The evening closed down slowly. There was low cloud and a dampness in the air. Nicholas rang up to say that he would be late.
“Don’t bother about a meal-I shan’t want it.”
She could not keep the old solicitude from her voice. She heard it there, and in some curious way it reassured her.
“Do you mean that you are dining out? You must have your food.”
He said easily, “That’s all right-I’ll be having something here,” and rang off.
Her heart sank. Another of those dreadful meals with Henry not speaking. There had been so many of them, and she had not noticed or minded. Now she saw them stretching out in front of her in an endless unendurable vista. And then, quite suddenly like the jab of a knife, there was the thought that there might be no future for her to dread. If she had fallen at the tripcord on the stairs last night she would not be here now, thinking about having supper alone with Henry and being frightened. Suppose there was something else that was planned to happen. Perhaps now. Perhaps later. It might be that she and Henry would sit down to one last meal. Perhaps nothing would happen until after that. Henry would want his supper-and there would be the washing up-
How foolish, how dreadfully foolish to let such thoughts come into her mind. She mustn’t let them come. She must think about getting supper and washing up afterwards. There were herrings to fry, and she must remember that Henry liked his crisp. And the toast too. That was the sort of thing she must keep her mind on. And then Nicholas would be coming home, and-and-“I can always lock my door.”
CHAPTER 31
Up at Crewe House Rosamond moved as if she were in a dream. The night lay before her like the river of Jordan, dark, and narrow, and fleeting. She had only to cross it, and she and Jenny would be free of their house of bondage. Only those twelve dark hours to cross, and the promised land would be theirs. Sometimes her thoughts were so light and joyful that she felt as if they had the power to lift her over a longer, darker passage than this. Sometimes she looked towards the morning and found it very far away. She had not as yet said anything to Jenny, either about her going to school or about Craig. Since Jenny would not now be going to the school which Lydia Crewe had chosen for her, there was no need to trouble her about it. If she were not afraid, she would be angry, and in any case violently disturbed. Rosamond wanted her to sleep and be ready for what she would have to be told next day. It wouldn’t disturb her, but she would be very much excited, and she must have a good night’s rest.
Her efforts to get Jenny to bed early were extremely unsuccessful. Jenny wanted to listen to the wireless, she wanted to finish her book, she wanted to talk, she rejected with vehemence the idea of being sleepy. Her eyes sparkled and her tongue ran nineteen to the dozen.
“There’s the kind of night you want to rush into bed and snuggle down and get into a nice comfortable dream, and there’s the kind when you want to go out and dance in the wind.
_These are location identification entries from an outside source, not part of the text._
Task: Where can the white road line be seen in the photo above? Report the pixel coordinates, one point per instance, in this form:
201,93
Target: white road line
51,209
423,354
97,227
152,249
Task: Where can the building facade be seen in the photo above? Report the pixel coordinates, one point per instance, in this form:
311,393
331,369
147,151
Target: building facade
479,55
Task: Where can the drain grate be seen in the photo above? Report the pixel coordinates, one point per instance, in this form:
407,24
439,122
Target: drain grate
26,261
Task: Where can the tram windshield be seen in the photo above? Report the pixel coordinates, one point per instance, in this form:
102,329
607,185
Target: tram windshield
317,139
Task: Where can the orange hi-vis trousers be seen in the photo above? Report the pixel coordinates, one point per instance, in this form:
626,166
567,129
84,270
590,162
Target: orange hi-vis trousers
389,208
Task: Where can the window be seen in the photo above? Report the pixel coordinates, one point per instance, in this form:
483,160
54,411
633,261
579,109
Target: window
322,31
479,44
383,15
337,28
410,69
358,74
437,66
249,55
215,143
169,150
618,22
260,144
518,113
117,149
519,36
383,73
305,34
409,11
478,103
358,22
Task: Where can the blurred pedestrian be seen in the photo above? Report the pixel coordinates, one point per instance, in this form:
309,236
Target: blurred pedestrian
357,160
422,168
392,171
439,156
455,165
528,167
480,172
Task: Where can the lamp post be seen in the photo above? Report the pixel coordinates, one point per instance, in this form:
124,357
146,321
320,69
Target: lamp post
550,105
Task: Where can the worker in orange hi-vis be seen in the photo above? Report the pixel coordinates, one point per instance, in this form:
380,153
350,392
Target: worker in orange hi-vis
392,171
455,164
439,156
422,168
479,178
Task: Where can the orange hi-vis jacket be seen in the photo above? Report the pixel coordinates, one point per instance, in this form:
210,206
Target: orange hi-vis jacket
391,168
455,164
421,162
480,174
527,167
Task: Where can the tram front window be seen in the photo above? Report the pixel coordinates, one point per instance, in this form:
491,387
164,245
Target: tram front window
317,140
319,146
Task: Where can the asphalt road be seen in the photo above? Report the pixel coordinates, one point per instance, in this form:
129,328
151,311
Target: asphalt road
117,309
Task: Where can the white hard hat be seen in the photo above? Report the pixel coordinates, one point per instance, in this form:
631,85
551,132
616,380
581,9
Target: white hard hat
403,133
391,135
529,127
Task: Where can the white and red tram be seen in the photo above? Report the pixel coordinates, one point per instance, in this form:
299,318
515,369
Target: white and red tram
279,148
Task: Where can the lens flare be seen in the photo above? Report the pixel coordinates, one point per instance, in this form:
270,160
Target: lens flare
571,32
There’s a lovely swoopy sort of wind tonight. I can hear it whooshing round the house like a lot of mad galloping horses. I expect it’s what used to make witches get their broomsticks and fly up the chimney. Mustn’t it have been fun! I’d have loved to be a witch and go rushing over the housetops!”
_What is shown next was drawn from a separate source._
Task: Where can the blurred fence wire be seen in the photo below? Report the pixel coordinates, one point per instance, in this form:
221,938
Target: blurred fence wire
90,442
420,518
“Jenny, it’s getting late.”
Jenny put out her tongue. Her eyes danced and her hair glittered.
“Oh, no, it isn’t. You know, Rosamond, what’s the matter with you is that you’re a born fuss. Come and have breakfast- come and have supper-come and have lunch-come along to bed-all day and every day! And if you think I don’t get bored with it, you can think again! I get as bored as being stuck in the middle of a mud swamp and nothing to do except wonder how soon an alligator will come and eat me. Darling, wouldn’t Aunt Lydia make a lovely crocodile!”
Rosamond was just going to say “Jenny!” again, when Lydia Crewe’s bell rang. Jenny said, “Blast!” and was reproved with a shake of the head as Rosamond ran out of the room.